O(6)-methylguanine-DNA-methyltransferase (MGMT) promoter methylation identifies a subpopulation of glioblastoma patients with more favorable prognosis and predicts a benefit from alkylating agent chemotherapy (CT). Little is known about its prevalence and clinical significance in older glioblastoma patients. We studied 233 glioblastoma patients aged 70 years or more (144 males, 89 females, median age: 74 years, range: 70.0-86.6 years), who were prospectively enrolled in the German Glioma Network, for MGMT promoter methylation by methylation-specific PCR (MSP) in all patients and DNA pyrosequencing in 166 patients. MGMT data were correlated with patient outcome. Median progression-free survival (PFS) was 4.8 months (95% CI: 4.3-5.3) and median overall survival (OS) was 7.7 months (95% CI: 6.3-9.0). MGMT promoter methylation was detected by MSP in 134 patients (57.5%). For the whole cohort, PFS was 5.2 versus 4.7 months (p = 0.207) and OS was 8.4 versus 6.4 months (p = 0.031) in patients with versus without MGMT promoter methylation. Patients with MGMT methylated tumors had longer PFS when treated with radiotherapy (RT) plus CT or CT alone compared to patients treated with RT alone. Patients with MGMT unmethylated tumors appeared to derive no survival benefit from CT, regardless of whether given at diagnosis together with RT or as a salvage treatment. Patients treated with RT plus CT or CT alone demonstrated longer OS when pyrosequencing revealed >25% MGMT methylated alleles. Taken together, MGMT promoter methylation may be a useful biomarker to stratify elderly glioblastoma patients for treatment with versus without alkylating agent CT.

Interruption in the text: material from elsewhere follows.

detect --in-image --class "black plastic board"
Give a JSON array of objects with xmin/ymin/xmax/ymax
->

O(6)-甲基鸟嘌呤-DNA-甲基转移酶(MGMT)启动子甲基化鉴定出具有更有利预后的胶质母细胞瘤患者亚群,并预测烷化剂化疗(CT)的获益。在年龄较大的胶质母细胞瘤患者中,其患病率和临床意义知之甚少。我们前瞻性地研究了 233 名年龄在 70 岁或以上的胶质母细胞瘤患者(144 名男性,89 名女性,中位年龄:74 岁,范围:70.0-86.6 岁),所有患者均通过甲基化特异性 PCR(MSP)进行 MGMT 启动子甲基化检测,166 名患者进行 DNA 焦磷酸测序。MGMT 数据与患者预后相关。中位无进展生存期(PFS)为 4.8 个月(95%CI:4.3-5.3),中位总生存期(OS)为 7.7 个月(95%CI:6.3-9.0)。MSP 检测到 134 名患者(57.5%)MGMT 启动子甲基化。对于整个队列,有 MGMT 启动子甲基化的患者 PFS 为 5.2 个月,无 MGMT 启动子甲基化的患者为 4.7 个月(p=0.207),OS 为 8.4 个月,无 MGMT 启动子甲基化的患者为 6.4 个月(p=0.031)。接受放疗(RT)加 CT 或 CT 单独治疗的 MGMT 甲基化肿瘤患者的 PFS 较长,而仅接受 RT 治疗的患者则较短。MGMT 未甲基化肿瘤患者无论是否与 RT 一起作为诊断性治疗或作为挽救性治疗,均未从 CT 中获益。当焦磷酸测序显示>25%MGMT 甲基化等位基因时,接受 RT 加 CT 或 CT 单独治疗的患者 OS 更长。综上所述,MGMT 启动子甲基化可能是一种有用的生物标志物,可将老年胶质母细胞瘤患者分层为是否接受烷化剂 CT 治疗。